Reputation: 11
I try to flatten some columns in my dataframe, but unfurtunately it does not work. What would be the correct way of doing this?
created_at | tweet_hashtag | tweet_cashtag |
---|---|---|
2022-07-23 | [{'start': 16, 'end': 27, 'tag': 'blockchain'}, {'start': 28, 'end': 32, 'tag': 'btc'}, {'start': 33, 'end': 37, 'tag': 'eth'}, {'start': 38, 'end': 42, 'tag': 'eth'}] | [{'start': 0, 'end': 4, 'tag': 'Act'}, {'start': 7, 'end': 11, 'tag': 'jar'}] |
2022-04-24 | [{'start': 6, 'end': 7, 'tag': 'chain'}, {'start': 8, 'end': 3, 'tag': 'btc'}, {'start': 3, 'end': 7, 'tag': 'eth'}] | [{'start': 4, 'end': 8, 'tag': 'Act'}, {'start': 7, 'end': 9, 'tag': 'aapl'}] |
And my preferred result would be:
created_at | tweet_hashtag.tag | tweet_cashtag.tag |
---|---|---|
2022-07-23 | blockchain, btc, eth,eth | Act, jar |
2022-04-24 | chain, btc, eth | Act, aapl |
Thanks in advance!
I tried to flatten with this solution, but it does not work: How to apply json_normalize on entire pandas column
Upvotes: 1
Views: 63
Reputation: 4608
you can use:
def get_values(a,b):
x_values=[]
for i in range(0,len(a)):
x_values.append(a[i]['tag'])
y_values=[]
for j in range(0,len(b)):
y_values.append(b[j]['tag'])
return ','.join(x_values),','.join(y_values)

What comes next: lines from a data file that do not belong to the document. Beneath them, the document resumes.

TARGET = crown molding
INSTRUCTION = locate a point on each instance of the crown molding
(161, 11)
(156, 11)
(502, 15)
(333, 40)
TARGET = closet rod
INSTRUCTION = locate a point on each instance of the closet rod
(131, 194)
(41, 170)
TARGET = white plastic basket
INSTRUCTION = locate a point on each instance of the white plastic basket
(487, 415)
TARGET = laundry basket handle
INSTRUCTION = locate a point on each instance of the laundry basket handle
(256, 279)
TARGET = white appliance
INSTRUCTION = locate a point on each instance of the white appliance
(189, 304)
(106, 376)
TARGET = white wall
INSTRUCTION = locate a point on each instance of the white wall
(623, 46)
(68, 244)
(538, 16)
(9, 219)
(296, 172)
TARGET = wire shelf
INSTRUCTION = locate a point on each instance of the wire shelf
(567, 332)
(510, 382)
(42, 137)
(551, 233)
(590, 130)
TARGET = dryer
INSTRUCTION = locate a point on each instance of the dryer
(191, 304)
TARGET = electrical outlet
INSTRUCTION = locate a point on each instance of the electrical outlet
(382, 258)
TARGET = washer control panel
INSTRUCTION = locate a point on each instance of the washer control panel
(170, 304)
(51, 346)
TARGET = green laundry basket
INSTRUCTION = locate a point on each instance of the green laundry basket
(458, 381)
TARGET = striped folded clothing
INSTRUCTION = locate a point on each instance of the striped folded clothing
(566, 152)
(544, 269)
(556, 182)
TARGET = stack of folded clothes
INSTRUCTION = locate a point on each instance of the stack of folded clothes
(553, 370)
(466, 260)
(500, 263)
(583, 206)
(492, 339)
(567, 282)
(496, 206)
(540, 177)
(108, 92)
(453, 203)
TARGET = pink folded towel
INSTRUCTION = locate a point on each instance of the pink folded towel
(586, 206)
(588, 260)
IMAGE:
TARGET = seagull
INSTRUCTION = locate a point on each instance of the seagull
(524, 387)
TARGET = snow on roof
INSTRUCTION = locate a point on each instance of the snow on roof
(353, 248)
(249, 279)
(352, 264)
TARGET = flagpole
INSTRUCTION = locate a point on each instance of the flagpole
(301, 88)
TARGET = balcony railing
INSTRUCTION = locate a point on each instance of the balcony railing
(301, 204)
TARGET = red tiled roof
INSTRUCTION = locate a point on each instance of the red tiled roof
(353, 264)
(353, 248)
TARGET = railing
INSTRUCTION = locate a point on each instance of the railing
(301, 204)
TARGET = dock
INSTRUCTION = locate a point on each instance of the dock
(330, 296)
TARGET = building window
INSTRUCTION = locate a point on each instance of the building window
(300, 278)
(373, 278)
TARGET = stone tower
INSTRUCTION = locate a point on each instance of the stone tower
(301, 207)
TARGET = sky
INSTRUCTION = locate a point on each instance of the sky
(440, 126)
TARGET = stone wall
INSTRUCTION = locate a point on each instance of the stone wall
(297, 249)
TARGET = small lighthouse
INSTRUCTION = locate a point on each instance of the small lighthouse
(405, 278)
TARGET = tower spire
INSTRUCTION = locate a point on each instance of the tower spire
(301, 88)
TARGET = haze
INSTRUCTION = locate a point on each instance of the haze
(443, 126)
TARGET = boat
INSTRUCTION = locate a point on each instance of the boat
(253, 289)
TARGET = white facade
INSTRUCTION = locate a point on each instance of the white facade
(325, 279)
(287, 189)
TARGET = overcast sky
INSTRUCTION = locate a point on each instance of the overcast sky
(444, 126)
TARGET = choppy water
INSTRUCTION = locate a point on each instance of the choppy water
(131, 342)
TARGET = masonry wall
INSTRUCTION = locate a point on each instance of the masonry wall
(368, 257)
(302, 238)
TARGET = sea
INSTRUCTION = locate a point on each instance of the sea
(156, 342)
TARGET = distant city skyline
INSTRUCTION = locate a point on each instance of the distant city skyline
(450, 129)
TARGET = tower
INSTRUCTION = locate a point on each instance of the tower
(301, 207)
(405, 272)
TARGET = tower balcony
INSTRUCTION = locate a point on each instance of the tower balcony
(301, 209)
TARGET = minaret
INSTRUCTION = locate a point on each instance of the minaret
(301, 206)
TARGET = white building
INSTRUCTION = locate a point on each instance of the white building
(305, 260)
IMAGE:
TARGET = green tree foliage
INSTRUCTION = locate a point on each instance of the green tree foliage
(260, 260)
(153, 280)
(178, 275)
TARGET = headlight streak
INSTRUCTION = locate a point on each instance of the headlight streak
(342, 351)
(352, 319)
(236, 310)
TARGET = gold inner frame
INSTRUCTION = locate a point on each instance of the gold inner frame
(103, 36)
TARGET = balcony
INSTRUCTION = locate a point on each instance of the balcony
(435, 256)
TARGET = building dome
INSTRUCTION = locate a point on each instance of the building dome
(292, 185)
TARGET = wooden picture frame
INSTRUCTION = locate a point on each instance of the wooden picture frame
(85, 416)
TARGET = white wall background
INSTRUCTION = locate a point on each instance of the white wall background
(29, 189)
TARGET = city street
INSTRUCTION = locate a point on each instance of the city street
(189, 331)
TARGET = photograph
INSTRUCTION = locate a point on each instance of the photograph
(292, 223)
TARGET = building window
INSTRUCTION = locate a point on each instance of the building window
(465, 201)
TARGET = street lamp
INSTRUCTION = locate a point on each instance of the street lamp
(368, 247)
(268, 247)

df[['tweet_hashtag','tweet_cashtag']]=df[['tweet_hashtag','tweet_cashtag']].apply(lambda x: get_values(x['tweet_hashtag'], x['tweet_cashtag']),axis=1)
or:
def get_hashtags(a):
x_values=[]
for i in range(0,len(a)):
x_values.append(a[i]['tag'])
return ','.join(x_values)
def get_cashtags(b):
y_values=[]
for i in range(0,len(b)):
y_values.append(b[i]['tag'])
return ','.join(y_values)
df['tweet_hashtag']=df['tweet_hashtag'].apply(lambda x: get_hashtags(x))
df['tweet_cashtag']=df['tweet_cashtag'].apply(lambda x: get_cashtags(x))
print(df)
'''
created_at tweet_hashtag tweet_cashtag
0 2022-07-23 blockchain,btc,eth,eth Act,jar
1 2022-04-24 chain,btc,eth Act,aapl
'''
Upvotes: 0